“Federal and city officials announced Monday they would investigate new allegations that government staff colluded with developer Lennar Corp. to cover up health risks associated with the redevelopment of the Hunters Point Naval Shipyard in San Francisco.
The U.S. Environmental Protection Agency and the San Francisco Department of Public Health announced their investigations after Bayview neighborhood activists on Monday released emails from 2006 to 2009 in which officials asked the developer and its consultants to help draft public statements about the safety of dust kicked up by the controversial building project.

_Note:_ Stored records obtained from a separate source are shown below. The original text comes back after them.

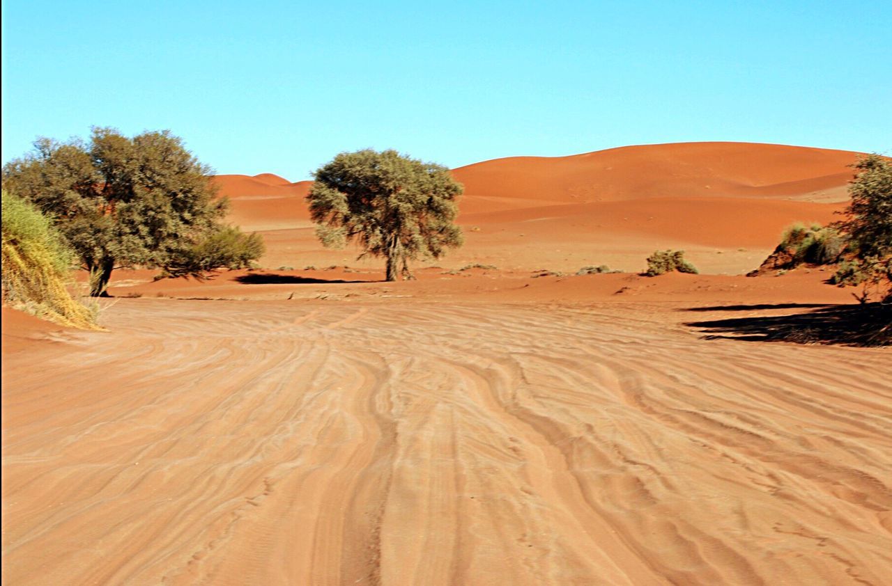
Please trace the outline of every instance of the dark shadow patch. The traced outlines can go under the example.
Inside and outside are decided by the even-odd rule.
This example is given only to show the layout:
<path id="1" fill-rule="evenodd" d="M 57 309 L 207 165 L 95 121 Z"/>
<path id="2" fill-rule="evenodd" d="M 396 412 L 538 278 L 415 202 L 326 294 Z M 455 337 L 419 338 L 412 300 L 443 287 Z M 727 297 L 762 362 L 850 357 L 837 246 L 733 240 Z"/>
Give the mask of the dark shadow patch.
<path id="1" fill-rule="evenodd" d="M 809 309 L 830 307 L 826 303 L 760 303 L 755 305 L 714 305 L 712 307 L 686 307 L 680 312 L 746 312 L 756 309 Z"/>
<path id="2" fill-rule="evenodd" d="M 755 309 L 756 306 L 748 307 Z M 697 308 L 696 311 L 701 310 Z M 821 305 L 810 312 L 789 315 L 690 321 L 684 325 L 699 328 L 704 333 L 703 339 L 889 346 L 892 344 L 892 305 L 879 303 Z"/>
<path id="3" fill-rule="evenodd" d="M 235 277 L 236 281 L 243 285 L 309 285 L 332 284 L 332 283 L 370 283 L 372 281 L 343 281 L 342 279 L 313 279 L 310 277 L 300 277 L 291 274 L 276 274 L 274 273 L 249 273 L 248 274 Z"/>

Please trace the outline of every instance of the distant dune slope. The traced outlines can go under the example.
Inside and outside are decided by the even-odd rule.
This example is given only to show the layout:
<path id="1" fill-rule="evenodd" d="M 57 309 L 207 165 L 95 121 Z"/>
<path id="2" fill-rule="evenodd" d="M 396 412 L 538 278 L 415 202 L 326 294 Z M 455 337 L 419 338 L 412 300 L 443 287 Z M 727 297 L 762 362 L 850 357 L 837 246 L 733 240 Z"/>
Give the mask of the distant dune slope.
<path id="1" fill-rule="evenodd" d="M 458 223 L 467 238 L 450 258 L 560 270 L 597 260 L 638 270 L 653 250 L 673 247 L 707 271 L 746 272 L 785 225 L 836 218 L 858 154 L 686 142 L 468 165 L 453 171 L 465 185 Z M 270 174 L 215 181 L 231 199 L 233 222 L 269 232 L 268 265 L 294 265 L 296 254 L 307 265 L 355 256 L 321 250 L 304 201 L 310 182 Z M 716 258 L 715 248 L 724 256 Z"/>
<path id="2" fill-rule="evenodd" d="M 857 153 L 780 144 L 681 142 L 570 157 L 512 157 L 454 170 L 467 196 L 552 201 L 801 198 L 845 185 Z"/>

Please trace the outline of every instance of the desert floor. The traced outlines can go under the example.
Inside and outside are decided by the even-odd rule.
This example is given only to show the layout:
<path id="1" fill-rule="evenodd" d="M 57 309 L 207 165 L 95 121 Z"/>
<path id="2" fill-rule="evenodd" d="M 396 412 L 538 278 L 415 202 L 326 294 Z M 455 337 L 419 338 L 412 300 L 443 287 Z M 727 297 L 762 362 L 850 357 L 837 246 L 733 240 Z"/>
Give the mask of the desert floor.
<path id="1" fill-rule="evenodd" d="M 892 354 L 772 341 L 855 299 L 742 274 L 855 156 L 456 169 L 466 245 L 397 283 L 307 182 L 219 177 L 262 270 L 116 271 L 102 332 L 4 307 L 3 583 L 890 583 Z M 706 274 L 636 274 L 668 248 Z"/>
<path id="2" fill-rule="evenodd" d="M 279 283 L 7 332 L 4 582 L 883 583 L 888 351 L 704 338 L 810 309 L 673 297 L 697 279 Z"/>

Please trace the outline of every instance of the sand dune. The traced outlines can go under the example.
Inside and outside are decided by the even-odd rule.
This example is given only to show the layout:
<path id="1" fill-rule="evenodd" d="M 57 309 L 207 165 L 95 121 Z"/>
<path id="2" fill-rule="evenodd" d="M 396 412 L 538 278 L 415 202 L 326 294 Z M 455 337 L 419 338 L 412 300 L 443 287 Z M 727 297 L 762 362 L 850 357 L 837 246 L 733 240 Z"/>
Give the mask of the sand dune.
<path id="1" fill-rule="evenodd" d="M 453 171 L 468 196 L 554 201 L 797 197 L 845 184 L 857 153 L 780 144 L 681 142 L 570 157 L 513 157 Z"/>
<path id="2" fill-rule="evenodd" d="M 887 352 L 703 340 L 662 305 L 384 301 L 123 299 L 112 333 L 7 355 L 4 582 L 892 571 Z"/>
<path id="3" fill-rule="evenodd" d="M 459 266 L 572 271 L 607 263 L 637 271 L 654 250 L 676 248 L 701 269 L 746 273 L 774 248 L 784 226 L 836 219 L 856 157 L 690 142 L 484 161 L 453 171 L 465 185 L 458 223 L 467 242 L 449 258 Z M 303 202 L 309 182 L 263 177 L 216 181 L 232 200 L 233 222 L 265 232 L 264 265 L 353 262 L 358 253 L 320 249 Z M 716 257 L 716 249 L 724 256 Z"/>
<path id="4" fill-rule="evenodd" d="M 888 350 L 757 341 L 850 292 L 631 273 L 755 268 L 834 218 L 854 159 L 462 167 L 466 245 L 396 283 L 320 248 L 308 182 L 218 176 L 265 270 L 116 271 L 107 332 L 4 308 L 4 583 L 886 583 Z M 602 263 L 627 273 L 537 270 Z"/>

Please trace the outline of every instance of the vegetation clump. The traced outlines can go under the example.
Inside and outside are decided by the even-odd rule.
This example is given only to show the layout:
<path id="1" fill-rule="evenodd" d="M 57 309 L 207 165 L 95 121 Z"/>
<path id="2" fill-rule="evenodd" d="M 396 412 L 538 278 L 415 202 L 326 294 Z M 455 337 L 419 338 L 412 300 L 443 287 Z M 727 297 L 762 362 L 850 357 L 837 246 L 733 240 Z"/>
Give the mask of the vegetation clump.
<path id="1" fill-rule="evenodd" d="M 197 276 L 259 257 L 259 239 L 220 224 L 227 201 L 211 175 L 168 131 L 128 138 L 94 128 L 88 143 L 38 139 L 4 167 L 3 184 L 55 218 L 100 296 L 119 267 Z"/>
<path id="2" fill-rule="evenodd" d="M 787 226 L 774 251 L 748 274 L 786 272 L 800 265 L 833 265 L 839 262 L 846 250 L 846 239 L 834 226 L 797 222 Z"/>
<path id="3" fill-rule="evenodd" d="M 692 274 L 699 273 L 696 266 L 685 260 L 684 250 L 656 250 L 648 256 L 648 270 L 644 275 L 656 277 L 672 271 Z"/>
<path id="4" fill-rule="evenodd" d="M 53 222 L 24 199 L 3 191 L 3 300 L 66 326 L 97 330 L 96 308 L 67 286 L 74 255 Z"/>
<path id="5" fill-rule="evenodd" d="M 233 226 L 219 226 L 183 248 L 165 267 L 165 276 L 202 278 L 219 268 L 254 266 L 266 247 L 260 234 L 246 234 Z"/>
<path id="6" fill-rule="evenodd" d="M 830 281 L 862 285 L 861 295 L 855 296 L 862 303 L 874 292 L 882 303 L 892 303 L 892 163 L 873 154 L 858 160 L 855 168 L 848 189 L 852 199 L 843 212 L 847 217 L 835 224 L 851 254 Z"/>
<path id="7" fill-rule="evenodd" d="M 454 221 L 463 187 L 445 167 L 367 149 L 337 155 L 314 178 L 307 202 L 323 246 L 355 241 L 360 258 L 386 259 L 387 281 L 410 278 L 409 259 L 462 244 Z"/>

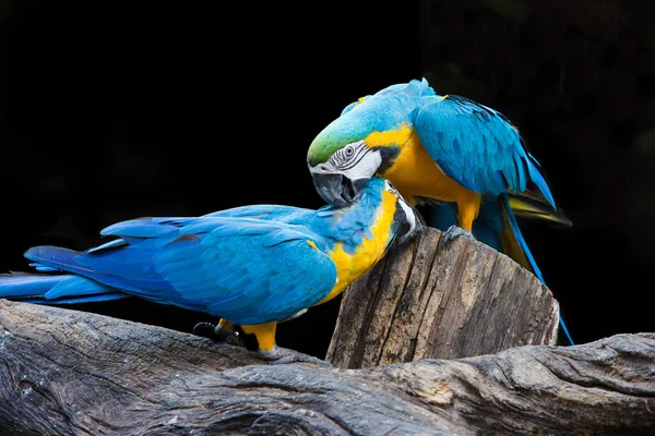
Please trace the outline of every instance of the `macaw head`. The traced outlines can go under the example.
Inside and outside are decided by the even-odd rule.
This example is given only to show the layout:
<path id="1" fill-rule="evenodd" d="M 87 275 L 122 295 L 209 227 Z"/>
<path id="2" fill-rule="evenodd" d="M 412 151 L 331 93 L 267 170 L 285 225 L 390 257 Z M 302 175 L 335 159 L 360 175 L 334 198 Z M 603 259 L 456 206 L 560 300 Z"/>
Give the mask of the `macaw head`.
<path id="1" fill-rule="evenodd" d="M 413 133 L 427 81 L 389 86 L 346 106 L 312 141 L 307 164 L 319 195 L 336 206 L 350 202 L 373 175 L 383 175 Z"/>

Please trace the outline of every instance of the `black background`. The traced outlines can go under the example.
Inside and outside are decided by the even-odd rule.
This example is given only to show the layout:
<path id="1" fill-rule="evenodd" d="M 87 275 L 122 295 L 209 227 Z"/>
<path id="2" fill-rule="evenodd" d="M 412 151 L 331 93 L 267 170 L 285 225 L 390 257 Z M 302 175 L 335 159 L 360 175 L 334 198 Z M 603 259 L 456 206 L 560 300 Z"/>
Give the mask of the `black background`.
<path id="1" fill-rule="evenodd" d="M 138 3 L 138 4 L 136 4 Z M 456 3 L 456 4 L 453 4 Z M 313 136 L 354 99 L 427 77 L 520 128 L 574 222 L 522 222 L 579 342 L 652 331 L 655 32 L 647 2 L 0 5 L 0 268 L 139 216 L 317 208 Z M 282 324 L 323 356 L 340 300 Z M 189 331 L 135 300 L 76 308 Z"/>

San Francisco’s Board of Supervisors approved much of the sprawling redevelopment plan last year after receiving assurances from federal and local officials that it was safe, despite toxic compounds, radioactive contamination and naturally occurring asbestos in swaths of the shuttered shipyard’s soil. A 75-acre outlying chunk of the project area was transferred to Lennar in 2005, but the construction of homes has not yet begun.
You know that the calls to the FBI are from the same people that wanted to kill any development of the site…
I suspect that the same calls could be made to FBI regarding the Western SOMA planning task force underway (community planning that started years ago under Chris Daly), since the plan is a status quo plan and allows to remain in place tons of auto repair and body shops whose buildings and surrounding residential area have be contaminated with chemicals for years.
Well this isn’t good …
also, “naturally occurring asbestos”??? asbestos is a naturally occurring material? you learn something everyday.
http://www.epa.gov/asbestos/pubs/clean.html 🙂
Yes, asbestos is a naturally occurring mineral and was mined for its various fire-resistant properties. It was *later* we discovered that minute particles of the mineral, when lodged in the lungs, caused cancer.
Serpentine is a complex of 20+ closely related minerals. Some of the minerals in the complex have asbestos in them. Hunter’s Point has a fair amount of naturally occurring serpentine. Ergo the development there has to mitigate the asbestos.
I’ve not investigated this particular issue in depth, so it’s entirely possible there is also asbestos left over from previous uses of the land.
Being a plant nerd, I have a special love for serpentine, as the most interesting and beautiful wildflowers in California are found on it.
Asbestos occurs throughout many of the naturally occuring Serpentine rock deposits in SF and all over the State of CA.
It was recognized as a “miracle mineral” and as such saved many lives with its fire retardant nature. It was also used as soundproofing (popcorn ceilings in older houses) and now has been recognized as occuring in window glazing, floor and ceiling tiles, sheet rock taping, and so on. All of these have to be investigated and/or mitigated prior to a building demolition to comply with air standards. It is a very cool rock to the touch.
I thought that most of the radioactive waste was underwater in bay mud.
I’m surprised if the developer tried to skimp on the asbestos and other toxic dust mitigation because that’s pretty easy to control with water trucks and other methods.
There could be other toxic stuff out there. A navy consumes a lot of chemicals and it wasn’t until the 1970s that society woke up to the dangers of groundwater contamination. Being a USG facility allowed this place to evade regulatory oversight.
It is far easier to cleanup a site before it is rebuilt.